You couldn't fool George Orwell. And it's pretty clear the President of the United States can't fool Christopher Ketcham. He wrote a nice piece last month in which he analysed the degree of duckspeak in an interview with Tim Russert.
He suggested that the President commanded substantial talent as a political speaker, when analysed according to the principles of duckspeak, the language made famous by George Orwell in '1984'.
By those terms, Ketcham judged him to be a doubleplusgood doublethinker.
Duckspeakers need to feel at home with flannel. To do the job well, you should be adept at offering mindless invocations and be able to repeat a few of your favourite slogans as often as you can.
The whole idea of Newspeak is to shrink the vocabulary and eliminate independent thought; if you can't describe it, you can't think it.
Orwell wrote:
Ultimately it was hoped to make articulate speech issue from the larynx without involving the higher brain centres at all. This aim was frankly admitted in the Newspeak word duckspeak, meaning 'to quack like a duck'.
If you click over to the Ketchum piece , you'll see how he analyses the president's words, substituting QUACKS for portions of the sentences that are mostly or entirely meaningless.
I thought this was too good an idea to be applied solely to the leader of the free world, and so I've rigged up a little DuckSpeak translator to assess how the rest of us are speaking. You can click here to use it.
The first thing you'll notice is that it's a little rough around the edges. Why? Because I need to gather more phrases that essentially have no meaning. Yeah, yeah, I know.

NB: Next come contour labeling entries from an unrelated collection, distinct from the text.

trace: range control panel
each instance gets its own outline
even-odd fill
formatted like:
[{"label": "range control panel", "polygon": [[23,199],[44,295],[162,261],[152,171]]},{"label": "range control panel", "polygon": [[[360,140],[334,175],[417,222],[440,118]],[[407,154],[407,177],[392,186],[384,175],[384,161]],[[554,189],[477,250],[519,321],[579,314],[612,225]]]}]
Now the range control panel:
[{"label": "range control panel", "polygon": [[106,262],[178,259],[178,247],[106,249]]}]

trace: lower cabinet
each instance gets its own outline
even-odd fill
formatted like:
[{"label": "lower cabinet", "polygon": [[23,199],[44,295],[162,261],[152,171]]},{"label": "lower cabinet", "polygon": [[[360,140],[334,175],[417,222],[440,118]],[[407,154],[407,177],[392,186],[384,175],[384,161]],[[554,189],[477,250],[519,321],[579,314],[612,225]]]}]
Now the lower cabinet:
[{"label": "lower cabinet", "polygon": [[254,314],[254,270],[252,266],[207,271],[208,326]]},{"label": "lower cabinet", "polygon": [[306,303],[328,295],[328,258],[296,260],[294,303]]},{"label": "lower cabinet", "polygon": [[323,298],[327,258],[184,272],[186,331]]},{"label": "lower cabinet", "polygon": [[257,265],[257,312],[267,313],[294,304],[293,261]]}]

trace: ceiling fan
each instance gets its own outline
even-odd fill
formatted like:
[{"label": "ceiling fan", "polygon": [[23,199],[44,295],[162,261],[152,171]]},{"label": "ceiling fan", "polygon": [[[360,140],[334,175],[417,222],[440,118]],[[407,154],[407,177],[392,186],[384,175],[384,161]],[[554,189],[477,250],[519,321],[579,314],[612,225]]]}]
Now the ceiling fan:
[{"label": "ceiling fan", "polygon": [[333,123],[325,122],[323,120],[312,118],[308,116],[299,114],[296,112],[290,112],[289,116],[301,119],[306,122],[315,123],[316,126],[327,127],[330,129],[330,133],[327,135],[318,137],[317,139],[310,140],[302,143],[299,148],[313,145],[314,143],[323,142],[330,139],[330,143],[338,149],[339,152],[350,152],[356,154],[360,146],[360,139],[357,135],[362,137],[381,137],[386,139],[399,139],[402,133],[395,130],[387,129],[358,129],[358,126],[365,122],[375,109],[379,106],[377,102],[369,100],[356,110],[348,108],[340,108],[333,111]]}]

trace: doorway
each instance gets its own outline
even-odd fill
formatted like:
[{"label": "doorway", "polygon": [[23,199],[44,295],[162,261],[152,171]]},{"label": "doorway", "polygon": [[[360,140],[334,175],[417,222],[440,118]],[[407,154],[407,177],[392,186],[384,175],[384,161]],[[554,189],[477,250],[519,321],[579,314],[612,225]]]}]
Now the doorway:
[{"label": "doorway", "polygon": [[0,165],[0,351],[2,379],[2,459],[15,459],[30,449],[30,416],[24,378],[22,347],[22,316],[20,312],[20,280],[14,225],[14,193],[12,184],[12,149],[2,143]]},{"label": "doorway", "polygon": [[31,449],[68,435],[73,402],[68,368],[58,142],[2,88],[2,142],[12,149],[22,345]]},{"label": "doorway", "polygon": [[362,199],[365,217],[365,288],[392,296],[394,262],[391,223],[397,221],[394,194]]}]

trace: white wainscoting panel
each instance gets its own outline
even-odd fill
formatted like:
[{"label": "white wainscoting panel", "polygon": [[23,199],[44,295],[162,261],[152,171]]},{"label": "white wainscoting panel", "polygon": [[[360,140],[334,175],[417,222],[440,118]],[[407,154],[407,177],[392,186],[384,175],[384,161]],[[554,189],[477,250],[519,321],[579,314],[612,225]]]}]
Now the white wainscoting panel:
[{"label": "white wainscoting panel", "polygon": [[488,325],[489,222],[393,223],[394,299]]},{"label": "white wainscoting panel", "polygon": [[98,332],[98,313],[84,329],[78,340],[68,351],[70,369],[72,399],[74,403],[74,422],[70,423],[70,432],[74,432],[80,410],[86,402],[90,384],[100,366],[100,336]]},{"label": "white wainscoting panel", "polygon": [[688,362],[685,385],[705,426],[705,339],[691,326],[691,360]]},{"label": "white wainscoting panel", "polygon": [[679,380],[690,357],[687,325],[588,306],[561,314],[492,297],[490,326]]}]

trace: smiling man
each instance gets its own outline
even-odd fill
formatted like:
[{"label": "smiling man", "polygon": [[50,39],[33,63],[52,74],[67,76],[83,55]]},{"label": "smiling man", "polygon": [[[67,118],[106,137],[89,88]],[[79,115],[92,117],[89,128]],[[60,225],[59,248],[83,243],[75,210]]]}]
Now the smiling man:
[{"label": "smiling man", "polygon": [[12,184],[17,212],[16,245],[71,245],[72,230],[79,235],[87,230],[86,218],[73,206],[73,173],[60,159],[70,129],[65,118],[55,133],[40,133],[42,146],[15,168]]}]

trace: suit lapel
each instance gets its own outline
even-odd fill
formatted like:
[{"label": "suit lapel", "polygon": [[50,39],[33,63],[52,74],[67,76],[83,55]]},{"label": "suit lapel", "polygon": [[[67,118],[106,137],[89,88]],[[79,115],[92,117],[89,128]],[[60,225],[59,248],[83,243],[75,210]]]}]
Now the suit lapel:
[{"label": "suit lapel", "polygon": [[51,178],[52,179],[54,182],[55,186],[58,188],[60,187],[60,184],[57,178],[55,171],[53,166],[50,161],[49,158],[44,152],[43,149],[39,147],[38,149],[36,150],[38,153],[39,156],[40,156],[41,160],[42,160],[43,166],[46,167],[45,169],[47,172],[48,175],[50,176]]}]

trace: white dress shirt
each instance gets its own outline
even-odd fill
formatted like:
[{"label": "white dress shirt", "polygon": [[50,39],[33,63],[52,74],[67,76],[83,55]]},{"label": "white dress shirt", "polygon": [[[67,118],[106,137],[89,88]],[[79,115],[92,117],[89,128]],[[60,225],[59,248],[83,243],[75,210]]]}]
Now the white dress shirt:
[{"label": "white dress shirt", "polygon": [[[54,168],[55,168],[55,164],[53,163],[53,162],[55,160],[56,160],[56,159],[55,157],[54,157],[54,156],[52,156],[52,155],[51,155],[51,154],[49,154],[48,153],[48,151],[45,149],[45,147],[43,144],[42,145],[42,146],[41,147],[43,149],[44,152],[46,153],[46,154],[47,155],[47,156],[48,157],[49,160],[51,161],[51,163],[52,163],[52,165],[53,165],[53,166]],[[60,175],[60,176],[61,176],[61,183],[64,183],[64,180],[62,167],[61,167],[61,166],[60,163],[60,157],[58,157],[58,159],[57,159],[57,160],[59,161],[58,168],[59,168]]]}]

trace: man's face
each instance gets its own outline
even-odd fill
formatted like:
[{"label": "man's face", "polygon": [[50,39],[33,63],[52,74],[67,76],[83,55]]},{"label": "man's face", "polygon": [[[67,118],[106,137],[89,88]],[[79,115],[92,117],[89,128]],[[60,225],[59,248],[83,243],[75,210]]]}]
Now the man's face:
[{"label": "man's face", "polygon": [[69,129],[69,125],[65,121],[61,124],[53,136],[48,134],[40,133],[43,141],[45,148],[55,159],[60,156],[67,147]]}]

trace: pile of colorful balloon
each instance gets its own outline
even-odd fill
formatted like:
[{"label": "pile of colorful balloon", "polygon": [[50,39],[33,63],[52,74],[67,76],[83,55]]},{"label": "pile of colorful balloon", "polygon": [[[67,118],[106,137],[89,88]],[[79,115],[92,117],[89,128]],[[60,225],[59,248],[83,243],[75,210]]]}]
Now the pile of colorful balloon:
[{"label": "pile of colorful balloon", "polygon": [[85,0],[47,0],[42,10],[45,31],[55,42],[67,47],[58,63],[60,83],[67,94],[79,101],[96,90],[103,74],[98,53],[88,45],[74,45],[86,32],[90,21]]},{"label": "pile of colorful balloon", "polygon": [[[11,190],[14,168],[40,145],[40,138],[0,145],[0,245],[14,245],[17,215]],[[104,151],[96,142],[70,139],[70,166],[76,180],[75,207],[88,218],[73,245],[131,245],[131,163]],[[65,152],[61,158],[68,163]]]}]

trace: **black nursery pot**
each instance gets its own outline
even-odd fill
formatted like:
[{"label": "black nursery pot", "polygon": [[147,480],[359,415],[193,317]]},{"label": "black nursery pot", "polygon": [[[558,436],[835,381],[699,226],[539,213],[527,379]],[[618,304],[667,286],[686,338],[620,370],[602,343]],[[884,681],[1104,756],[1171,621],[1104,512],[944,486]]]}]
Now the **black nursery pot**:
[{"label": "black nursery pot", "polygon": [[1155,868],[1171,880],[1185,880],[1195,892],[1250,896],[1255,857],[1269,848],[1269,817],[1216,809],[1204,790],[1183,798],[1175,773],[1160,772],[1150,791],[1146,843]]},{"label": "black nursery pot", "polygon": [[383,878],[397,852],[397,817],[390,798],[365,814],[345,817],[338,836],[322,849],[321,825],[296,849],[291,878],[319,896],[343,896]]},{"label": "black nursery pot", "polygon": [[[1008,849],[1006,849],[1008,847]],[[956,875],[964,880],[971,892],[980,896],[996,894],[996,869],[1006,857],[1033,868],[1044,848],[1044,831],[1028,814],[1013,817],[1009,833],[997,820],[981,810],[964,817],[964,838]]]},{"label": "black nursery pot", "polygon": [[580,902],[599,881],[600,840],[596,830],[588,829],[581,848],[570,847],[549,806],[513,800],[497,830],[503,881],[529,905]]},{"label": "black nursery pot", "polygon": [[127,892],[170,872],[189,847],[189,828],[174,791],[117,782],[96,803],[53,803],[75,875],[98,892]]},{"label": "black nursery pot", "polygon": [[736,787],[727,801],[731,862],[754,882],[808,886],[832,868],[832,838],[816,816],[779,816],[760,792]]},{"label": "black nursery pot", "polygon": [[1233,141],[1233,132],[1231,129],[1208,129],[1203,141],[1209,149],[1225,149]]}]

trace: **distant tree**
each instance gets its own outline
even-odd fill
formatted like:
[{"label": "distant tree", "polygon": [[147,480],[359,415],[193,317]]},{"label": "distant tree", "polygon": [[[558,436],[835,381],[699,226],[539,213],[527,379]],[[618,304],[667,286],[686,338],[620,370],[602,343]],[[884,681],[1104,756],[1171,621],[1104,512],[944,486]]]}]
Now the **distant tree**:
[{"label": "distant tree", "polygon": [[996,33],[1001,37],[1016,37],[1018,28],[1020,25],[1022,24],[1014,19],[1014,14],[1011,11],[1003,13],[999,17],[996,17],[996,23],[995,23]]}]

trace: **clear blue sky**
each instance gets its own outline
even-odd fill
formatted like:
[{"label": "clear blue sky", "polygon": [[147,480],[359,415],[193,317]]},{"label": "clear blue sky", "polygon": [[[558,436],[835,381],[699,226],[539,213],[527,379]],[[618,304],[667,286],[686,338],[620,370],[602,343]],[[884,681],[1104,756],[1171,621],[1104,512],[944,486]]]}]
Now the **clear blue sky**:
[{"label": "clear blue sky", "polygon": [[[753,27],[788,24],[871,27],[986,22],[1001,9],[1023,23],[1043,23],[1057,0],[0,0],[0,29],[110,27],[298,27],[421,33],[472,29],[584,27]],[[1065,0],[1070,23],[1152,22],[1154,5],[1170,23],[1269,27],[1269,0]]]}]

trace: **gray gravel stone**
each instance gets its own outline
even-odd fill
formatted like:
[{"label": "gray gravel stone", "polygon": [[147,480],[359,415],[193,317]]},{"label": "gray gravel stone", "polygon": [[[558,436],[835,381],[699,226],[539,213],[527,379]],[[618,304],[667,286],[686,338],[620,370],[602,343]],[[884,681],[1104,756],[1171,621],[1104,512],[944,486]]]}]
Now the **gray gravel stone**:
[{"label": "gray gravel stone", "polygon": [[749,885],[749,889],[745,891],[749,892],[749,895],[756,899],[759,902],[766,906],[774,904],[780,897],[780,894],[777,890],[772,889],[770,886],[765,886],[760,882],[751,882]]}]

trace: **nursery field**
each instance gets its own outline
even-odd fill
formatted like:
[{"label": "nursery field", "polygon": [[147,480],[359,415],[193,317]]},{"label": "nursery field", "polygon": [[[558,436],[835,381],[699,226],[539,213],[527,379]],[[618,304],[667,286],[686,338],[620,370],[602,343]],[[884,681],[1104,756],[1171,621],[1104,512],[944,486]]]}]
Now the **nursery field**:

Anyway…this is a task I'll be dealing with in spare moments, of which I don't have a great many right at the minute.
What's that you say? You know one? Step right this way. You're most welcome to add a phrase to the database. Just click here, and add whatever phrase you consider to be largely empty of meaning; one that's typically used simply as padding for an argument, be it of the liberal, conservative, Tory or rabid persuasion. We're an equal opportunity outfit here. If we get a decent collection, I'll share it with everyone.
That's all for now; the clocks are striking thirteen.